When you program a Win32 API game, are you just "drawing" and "moving" the drawing?
--Garfield
Win32 dosent do the drawing, well it can, but nothing complex.
Thats where Direct3D and OpenGL come in. most mail loops are just
{
Check for messages
Dispatch Messages
Draw the Scene
Update the scene depending on the time it took to draw
start over
}
Okay, I understand. Thanks.
I'm going to learn allegro, but is DirectX pretty hard to learn?
--Garfield
I reccomend OpenGL, Its easy to learn.
Do you do allegro?
Haha, that's a funny spelling error :DQuote:
Originally posted by Eber Kain
most mail loops are just
No i dont do allegro.
You can draw stuff to the screen the first day you pick up OpenGL, and ive never looked back from there.
i do some allegro... and all my behold stuff is vesa scratch... so... if you need that kind of help, pm me... :) oh, and i've not looked back either... and look what neat things i've beheld... :) hint hint, check out my demonstration...
DirectX is pretty simple, too. Easy to learn, doubly easy if you know the WinAPI.
Took me ~25 mins to get a DirectX program working the first time.
Arg!!! All the game programming languages...which to choose!
What do you all think?
--Garfield
> doubly easy if you know the WinAPI.
Oh, and I do know (well, I'm learning right now) Win32 API.
A typical Windows program (win32 api) is not really designed for game programming.

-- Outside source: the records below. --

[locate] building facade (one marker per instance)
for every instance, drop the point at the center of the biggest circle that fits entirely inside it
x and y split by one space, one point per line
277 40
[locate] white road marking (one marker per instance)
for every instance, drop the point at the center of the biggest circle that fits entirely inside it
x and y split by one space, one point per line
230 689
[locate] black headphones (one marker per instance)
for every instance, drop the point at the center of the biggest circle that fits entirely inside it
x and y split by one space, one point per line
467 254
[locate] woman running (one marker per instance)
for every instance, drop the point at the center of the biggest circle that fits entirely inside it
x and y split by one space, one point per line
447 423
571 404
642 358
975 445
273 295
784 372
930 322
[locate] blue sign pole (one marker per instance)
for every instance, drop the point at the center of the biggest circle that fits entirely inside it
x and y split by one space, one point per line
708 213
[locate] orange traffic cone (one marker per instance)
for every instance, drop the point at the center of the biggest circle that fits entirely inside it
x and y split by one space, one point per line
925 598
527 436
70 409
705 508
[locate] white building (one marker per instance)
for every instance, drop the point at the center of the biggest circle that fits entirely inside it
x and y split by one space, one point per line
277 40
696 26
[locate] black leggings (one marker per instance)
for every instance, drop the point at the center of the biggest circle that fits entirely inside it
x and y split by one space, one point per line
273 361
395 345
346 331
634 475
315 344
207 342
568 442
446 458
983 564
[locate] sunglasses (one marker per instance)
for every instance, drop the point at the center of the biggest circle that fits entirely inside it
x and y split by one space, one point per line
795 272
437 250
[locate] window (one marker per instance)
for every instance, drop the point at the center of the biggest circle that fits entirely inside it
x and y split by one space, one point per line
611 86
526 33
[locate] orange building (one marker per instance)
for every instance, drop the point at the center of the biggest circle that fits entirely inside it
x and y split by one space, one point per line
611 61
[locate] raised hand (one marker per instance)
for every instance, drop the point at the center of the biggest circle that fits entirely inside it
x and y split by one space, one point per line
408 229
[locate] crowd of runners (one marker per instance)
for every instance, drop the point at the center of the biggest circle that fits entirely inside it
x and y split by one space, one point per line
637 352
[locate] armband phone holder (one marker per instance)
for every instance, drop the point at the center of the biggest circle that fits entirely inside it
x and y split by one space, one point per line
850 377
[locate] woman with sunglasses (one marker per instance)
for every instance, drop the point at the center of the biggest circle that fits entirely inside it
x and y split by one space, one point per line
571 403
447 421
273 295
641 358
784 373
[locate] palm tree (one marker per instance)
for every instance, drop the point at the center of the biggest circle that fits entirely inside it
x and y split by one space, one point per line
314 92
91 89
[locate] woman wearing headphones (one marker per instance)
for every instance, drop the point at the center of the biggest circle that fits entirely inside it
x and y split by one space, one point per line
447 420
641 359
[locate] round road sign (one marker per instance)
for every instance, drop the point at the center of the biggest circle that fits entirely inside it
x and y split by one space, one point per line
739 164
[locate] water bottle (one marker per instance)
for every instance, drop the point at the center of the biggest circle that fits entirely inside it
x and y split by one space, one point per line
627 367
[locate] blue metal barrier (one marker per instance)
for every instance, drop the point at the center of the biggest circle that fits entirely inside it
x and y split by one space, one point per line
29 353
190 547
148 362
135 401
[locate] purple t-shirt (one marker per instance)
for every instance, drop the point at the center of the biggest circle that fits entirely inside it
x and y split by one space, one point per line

It is designed to give control back to the OS so multi-tasking is faster. I like Allegro because you can make it use DirectX and/or OpenGL. OpenGL is nice, but doesn't work well on some hardware, and has no support for sound, networking, etc. DirectX is a bit clunky in my opinion, but a good option for Windows only as it supports most gaming elements (graphics, sound, networking). It isn't cross platform like OpenGL though.
Allegro wraps the best libs on each platform, gives you their speed, and makes it completely cross platform. That's enough for me, but to each their own.
Whatever you choose, it is important not to "look back" as the others have said. Concentrate on that one lib, know it inside and out. You will be a much stronger game programmer much sooner. In the end, it is you that makes the lib good or not.
-Justin
OpenGL and Allegro are nice choices for cross platform -- but it can be hard to make a truly cross-platform game that works well on all platforms.
Being as I only write games for Win32 anyway (I like to use MMX/3DNow when applicable to handle certain math operations faster) and I like to keep myself familiar with WinAPI style programming, I like DirectX. It's also wonderful for keyboard/joystick handling; I plan to move my sound routines into DirectSound soon, I haven't done so yet.
I haven't looked at the DirectX 8 SDK yet (I'm currently in a different state from my copy of Win98 so I've got Win95 installed, and DX8 won't work on Win95) but using the DX7 SDK, it's easy to learn how to use DirectX. They have step-by-step tutorials which can get you up to speed relatively quickly.
The sample programs are kind of poor style (more globals than needed, etc), and sometimes they show you a kind of poor way to do certain things (like using standard GDI calls instead of DirectX calls) but overall they're helpful.
Allegro it is. Now I just have to dl djgpp to compile the lib.
Yeah, installation is the rough part. You can delete djgpp if you like after it is done. :p
Justin, I'm going to e-mail you so I can get all my thoughts all sorted out, okay? Thanks.